Some extremely clever chaps I had the pleasure of working with came up with a faster solution. Same search, under 5 seconds. Now that is GREAT. We put together the relevant hadware and software and started the service. Now I thought it went beyond Good or even Great. It was Amazing (and I mean it, I was amazed we could do a fuzzy search against a billion such strings in 2, 3 seconds using a dozen or so PC-type servers).
No one used it. This was because almost no one knew about it and there was already this slow service people were used to using. People who used the old service never really thought to look for a new one and the chances were they would not have found ours anyway.
I pushed for more to be made of this new, faster service, that it should be advertised to the community, that it should be “sold” to people (it was free to use, by “sold” I mean an attempt made to persuade the scientific community it was worth their while investigating). The response I was given?

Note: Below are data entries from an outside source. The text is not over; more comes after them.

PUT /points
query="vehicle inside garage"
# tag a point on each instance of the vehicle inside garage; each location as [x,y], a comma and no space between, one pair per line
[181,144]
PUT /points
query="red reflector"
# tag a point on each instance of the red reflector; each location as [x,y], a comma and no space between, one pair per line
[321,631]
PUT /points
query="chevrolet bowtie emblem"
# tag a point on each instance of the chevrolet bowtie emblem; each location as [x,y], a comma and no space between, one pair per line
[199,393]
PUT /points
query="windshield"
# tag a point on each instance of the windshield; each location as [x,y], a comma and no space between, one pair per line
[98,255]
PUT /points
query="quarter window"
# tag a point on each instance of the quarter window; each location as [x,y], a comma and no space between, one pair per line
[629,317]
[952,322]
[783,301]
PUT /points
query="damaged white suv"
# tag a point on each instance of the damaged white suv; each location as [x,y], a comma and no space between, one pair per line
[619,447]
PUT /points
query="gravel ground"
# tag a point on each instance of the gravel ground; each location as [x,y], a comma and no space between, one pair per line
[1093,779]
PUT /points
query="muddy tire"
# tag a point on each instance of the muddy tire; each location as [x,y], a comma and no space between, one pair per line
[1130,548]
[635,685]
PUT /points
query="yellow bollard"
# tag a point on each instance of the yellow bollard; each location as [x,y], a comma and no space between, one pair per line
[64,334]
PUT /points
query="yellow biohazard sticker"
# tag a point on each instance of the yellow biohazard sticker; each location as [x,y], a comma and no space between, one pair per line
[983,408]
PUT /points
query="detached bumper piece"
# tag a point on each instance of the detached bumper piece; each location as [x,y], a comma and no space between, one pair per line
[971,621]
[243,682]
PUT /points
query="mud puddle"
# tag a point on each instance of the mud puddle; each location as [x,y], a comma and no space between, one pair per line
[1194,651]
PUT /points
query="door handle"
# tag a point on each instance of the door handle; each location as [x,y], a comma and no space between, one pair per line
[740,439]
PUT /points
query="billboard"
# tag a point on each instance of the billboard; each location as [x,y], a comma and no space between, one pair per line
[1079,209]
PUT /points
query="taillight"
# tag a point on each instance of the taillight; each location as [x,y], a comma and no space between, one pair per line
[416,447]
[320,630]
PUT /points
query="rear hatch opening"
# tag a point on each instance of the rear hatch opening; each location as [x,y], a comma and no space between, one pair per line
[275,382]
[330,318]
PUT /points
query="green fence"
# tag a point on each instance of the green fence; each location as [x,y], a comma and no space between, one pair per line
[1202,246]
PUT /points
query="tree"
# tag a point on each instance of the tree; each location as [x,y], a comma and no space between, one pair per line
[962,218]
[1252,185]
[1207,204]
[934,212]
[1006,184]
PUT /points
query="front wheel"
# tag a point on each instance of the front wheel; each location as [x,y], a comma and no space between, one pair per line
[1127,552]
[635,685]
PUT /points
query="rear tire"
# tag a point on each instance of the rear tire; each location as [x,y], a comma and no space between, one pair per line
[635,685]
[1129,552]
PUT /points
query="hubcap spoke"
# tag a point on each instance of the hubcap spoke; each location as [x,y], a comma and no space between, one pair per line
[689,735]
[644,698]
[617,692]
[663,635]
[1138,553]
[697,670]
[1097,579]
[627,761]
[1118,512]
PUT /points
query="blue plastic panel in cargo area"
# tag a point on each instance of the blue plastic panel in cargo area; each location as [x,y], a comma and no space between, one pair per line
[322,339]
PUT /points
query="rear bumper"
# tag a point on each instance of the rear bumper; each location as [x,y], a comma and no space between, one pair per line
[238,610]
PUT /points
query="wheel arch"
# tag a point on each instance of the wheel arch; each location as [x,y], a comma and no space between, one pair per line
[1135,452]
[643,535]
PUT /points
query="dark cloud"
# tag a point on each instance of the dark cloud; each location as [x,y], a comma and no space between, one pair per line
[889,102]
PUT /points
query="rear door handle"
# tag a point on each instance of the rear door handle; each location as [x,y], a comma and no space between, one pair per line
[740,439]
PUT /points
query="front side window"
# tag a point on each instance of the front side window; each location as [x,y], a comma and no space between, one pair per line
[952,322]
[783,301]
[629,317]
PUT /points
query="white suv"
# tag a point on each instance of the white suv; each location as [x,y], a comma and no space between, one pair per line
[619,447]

“If the service is worth using, people will come and use it”.
No they won’t. And indeed they didn’t. It was, I felt, a stupid position to take by an incredibly inteligent person. How were people to know it existed? Were they just supposed to just wake up one morning knowing a better solution was out there? The internet pixies would come along in the night and whisper about it in your ear? In the unlikely event of someone who would be interested in it just coming across it, were they then going to swap to using it? After all no one else seemed to know about it and it was 2 orders of magnitude faster, suspiciously fast, how could it be any good?
The service got shut down as it was just humming in the corner consuming electricity. No one knew it existed, no one found it, no one came. I can’t but help wonder how much it could have helped the scientific community.
There must be thousands of other “failed” systems across the IT world that never took off just because the people who could use it never knew it existed. Depressing huh?